I have to disagree with Andrew Lilico's view that there is no British culture and that there is no such thing as nationalism and self-determination. His piece is a thoughtful contribution to the debate. However his central contention, that Britain is a political and not a cultural phenomenon, ignores the link between political and cultural identities. Does our experience of living in one of the most historically free countries in the world not impact on our culture? The structure and variety of the English language may be the main reason why we have one of the strongest traditions of literature in the world, but has not freedom of expression also played a part? Likewise our political identity, as citizens of one of the earliest democracies in the world has surely contributed to the innate British suspicion of an over-weaning state.

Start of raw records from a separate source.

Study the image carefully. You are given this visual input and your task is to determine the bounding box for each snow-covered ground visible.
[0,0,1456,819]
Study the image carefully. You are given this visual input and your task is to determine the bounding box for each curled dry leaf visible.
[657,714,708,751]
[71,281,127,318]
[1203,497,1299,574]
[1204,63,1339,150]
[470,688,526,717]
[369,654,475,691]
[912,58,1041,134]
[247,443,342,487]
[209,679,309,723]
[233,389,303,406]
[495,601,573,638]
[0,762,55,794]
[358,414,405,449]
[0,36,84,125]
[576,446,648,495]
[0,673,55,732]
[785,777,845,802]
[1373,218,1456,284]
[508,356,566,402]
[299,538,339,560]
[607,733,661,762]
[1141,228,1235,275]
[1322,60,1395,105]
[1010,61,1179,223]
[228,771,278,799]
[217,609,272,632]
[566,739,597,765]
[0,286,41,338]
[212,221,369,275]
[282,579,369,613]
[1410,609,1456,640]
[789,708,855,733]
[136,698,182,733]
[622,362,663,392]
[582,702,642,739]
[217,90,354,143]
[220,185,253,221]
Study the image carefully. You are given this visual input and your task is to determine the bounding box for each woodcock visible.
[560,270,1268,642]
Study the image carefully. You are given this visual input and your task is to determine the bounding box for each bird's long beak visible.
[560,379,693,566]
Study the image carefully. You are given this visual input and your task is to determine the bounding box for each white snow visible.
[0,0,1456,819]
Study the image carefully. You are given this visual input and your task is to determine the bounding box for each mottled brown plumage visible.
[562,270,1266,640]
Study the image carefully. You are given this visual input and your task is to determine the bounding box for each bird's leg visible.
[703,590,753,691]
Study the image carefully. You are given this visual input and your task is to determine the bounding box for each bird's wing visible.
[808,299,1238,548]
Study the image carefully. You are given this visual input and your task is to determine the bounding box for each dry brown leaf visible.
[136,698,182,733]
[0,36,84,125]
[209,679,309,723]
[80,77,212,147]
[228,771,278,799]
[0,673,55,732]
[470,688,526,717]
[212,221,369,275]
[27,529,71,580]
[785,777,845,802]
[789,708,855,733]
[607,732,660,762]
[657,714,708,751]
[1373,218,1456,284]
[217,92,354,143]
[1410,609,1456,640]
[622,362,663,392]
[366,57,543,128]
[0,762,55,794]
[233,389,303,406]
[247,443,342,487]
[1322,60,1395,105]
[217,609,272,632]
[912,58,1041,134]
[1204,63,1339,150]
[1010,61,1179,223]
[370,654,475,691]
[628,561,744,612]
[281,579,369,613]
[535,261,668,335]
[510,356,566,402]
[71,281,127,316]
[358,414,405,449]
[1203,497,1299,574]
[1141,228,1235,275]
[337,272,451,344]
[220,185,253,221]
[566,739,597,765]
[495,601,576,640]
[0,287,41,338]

Shared history leads to shared values.
Britain's experience of the standing alone in Europe against Hitler
conditions our view of both war and how to deal with modern-day
tyrants. I remember living in Japan during the first Gulf War and being
astonished at the pacifist anti-war attitude of the vast majority of
the Japanese population. But the Japanese experience of war includes
the only time the atom bomb has ever actually been used - so perhaps it
was hardly surprising. Hardly surprising too that given our
history we are also the most Eurosceptic of EU nations. A belief in
national self-determination - which Andrew derides - is about more than
the political ability of nation to decide its own future. It is about
the fundamental human desire to be in control of one's own destiny. Britain may have started as a political
identity, a political identity that has absorbed not just the four
nations of the UK but also many immigrants who are often incidentally
more passionate about oir history and heritage than we are ourselves.
But that has made Britishness - however difficult to define - a
cultural phenomenon as well. And we need it to be, because as such it
has the power to bind us together as a nation.